# PySpark ML Tutorial

## Section 1: Getting Started with ML Pipeline

First step is to initiate the `sc`, `spark`, and prepare the data

In [51]:
from pyspark.sql import SparkSession
from pyspark import SparkConf, SparkContext
import pyspark.sql.functions as F
from pyspark.ml.feature import StringIndexer, OneHotEncoder, VectorAssembler
from pyspark.ml import Pipeline

import pandas as pd

In [2]:
conf = SparkConf().setMaster('local').setAppName('SparkBeginner')
sc = SparkContext(conf=conf)
spark = SparkSession.builder.getOrCreate()

In [3]:
# load all the other movielens tables into spark context
links_df = spark.read.csv('./input/ml-latest-small/links.csv', header=True)
movies_df = spark.read.csv('./input/ml-latest-small/movies.csv', header=True)
ratings_df = spark.read.csv('./input/ml-latest-small/ratings.csv', header=True)
tags_df = spark.read.csv('./input/ml-latest-small/tags.csv', header=True)
links_df.createOrReplaceTempView('links')
movies_df.createOrReplaceTempView('movies')
ratings_df.createOrReplaceTempView('ratings')
tags_df.createOrReplaceTempView('tags')

spark.catalog.listTables()

[Table(name='links', database=None, description=None, tableType='TEMPORARY', isTemporary=True),
 Table(name='movies', database=None, description=None, tableType='TEMPORARY', isTemporary=True),
 Table(name='ratings', database=None, description=None, tableType='TEMPORARY', isTemporary=True),
 Table(name='tags', database=None, description=None, tableType='TEMPORARY', isTemporary=True)]

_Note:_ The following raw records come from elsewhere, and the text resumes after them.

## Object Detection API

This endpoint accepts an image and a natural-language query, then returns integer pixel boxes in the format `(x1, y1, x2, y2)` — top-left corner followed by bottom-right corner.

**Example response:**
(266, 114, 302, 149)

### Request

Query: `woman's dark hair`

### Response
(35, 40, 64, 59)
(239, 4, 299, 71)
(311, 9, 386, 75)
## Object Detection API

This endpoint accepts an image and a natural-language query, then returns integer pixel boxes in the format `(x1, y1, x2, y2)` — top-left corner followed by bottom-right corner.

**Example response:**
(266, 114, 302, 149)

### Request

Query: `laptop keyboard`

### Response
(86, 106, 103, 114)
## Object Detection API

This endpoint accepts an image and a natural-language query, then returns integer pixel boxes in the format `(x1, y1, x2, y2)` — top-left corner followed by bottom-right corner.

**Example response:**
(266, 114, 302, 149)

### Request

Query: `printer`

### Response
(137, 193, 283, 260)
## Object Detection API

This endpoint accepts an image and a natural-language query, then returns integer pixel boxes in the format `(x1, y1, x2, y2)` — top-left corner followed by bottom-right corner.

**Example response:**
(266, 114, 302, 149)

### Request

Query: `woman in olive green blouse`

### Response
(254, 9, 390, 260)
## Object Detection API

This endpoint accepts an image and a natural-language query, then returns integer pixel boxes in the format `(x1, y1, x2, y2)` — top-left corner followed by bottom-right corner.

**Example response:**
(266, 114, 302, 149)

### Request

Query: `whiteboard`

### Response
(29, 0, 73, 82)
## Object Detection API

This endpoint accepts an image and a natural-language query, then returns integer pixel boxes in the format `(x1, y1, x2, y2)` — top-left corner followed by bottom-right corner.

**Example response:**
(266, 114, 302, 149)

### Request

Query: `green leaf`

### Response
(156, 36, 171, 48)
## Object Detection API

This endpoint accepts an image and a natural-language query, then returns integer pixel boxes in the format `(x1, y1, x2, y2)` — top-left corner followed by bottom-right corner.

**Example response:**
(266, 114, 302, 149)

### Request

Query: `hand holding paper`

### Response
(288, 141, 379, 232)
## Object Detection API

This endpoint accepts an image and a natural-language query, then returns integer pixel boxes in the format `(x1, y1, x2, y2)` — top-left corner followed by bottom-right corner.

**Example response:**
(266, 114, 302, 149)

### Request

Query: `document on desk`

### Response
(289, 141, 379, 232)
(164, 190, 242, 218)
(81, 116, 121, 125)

Next step, before diving into ML pipeline, we will first prepare a joined spark dataframe with data from `tags`, `ratings`, and `movies`

In [40]:
ml_df = tags_df.withColumnRenamed('timestamp', 'tag_timestamp').join(
    ratings_df.withColumnRenamed('timestamp', 'rating_timestamp'), on=['userId', 'movieId'], how='full_outer').join(
    movies_df, on='movieId', how='left_outer')

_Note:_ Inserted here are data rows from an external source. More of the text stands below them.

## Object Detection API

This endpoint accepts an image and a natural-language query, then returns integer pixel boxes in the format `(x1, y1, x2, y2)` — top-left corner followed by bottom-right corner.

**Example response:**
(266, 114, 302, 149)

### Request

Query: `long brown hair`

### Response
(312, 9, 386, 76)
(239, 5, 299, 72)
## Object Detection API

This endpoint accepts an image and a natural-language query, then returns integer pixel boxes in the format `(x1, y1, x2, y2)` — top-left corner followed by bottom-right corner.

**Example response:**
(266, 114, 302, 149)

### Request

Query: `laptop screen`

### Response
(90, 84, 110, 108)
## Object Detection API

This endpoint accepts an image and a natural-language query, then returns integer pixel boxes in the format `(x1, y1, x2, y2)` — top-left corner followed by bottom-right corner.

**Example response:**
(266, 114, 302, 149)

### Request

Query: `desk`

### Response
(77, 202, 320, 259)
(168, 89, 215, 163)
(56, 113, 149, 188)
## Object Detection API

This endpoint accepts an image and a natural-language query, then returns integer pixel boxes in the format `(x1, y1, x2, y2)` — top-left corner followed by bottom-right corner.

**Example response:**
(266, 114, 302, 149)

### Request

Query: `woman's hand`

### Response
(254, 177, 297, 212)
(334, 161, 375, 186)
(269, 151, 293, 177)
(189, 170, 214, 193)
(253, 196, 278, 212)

### Using `.withColumn()` and `.cast()` to force numeric data type

Additionally, Spark ML does not take any **non-numeric** values.

When dealing with features that's numeric but having dtype of "string", we need to force the type back to numeric (either `"integer"` or `"double"`). To do this, use `.cast()` method in combination with the `.withColumn()` method. It's important to note that .cast() works on columns, while .withColumn() works on DataFrames. The only argument that needs to be passed to `.cast()` is the kind of value to create, in string form. For integers, the argument is `"integer"` and for decimal numbers it's `"double"`.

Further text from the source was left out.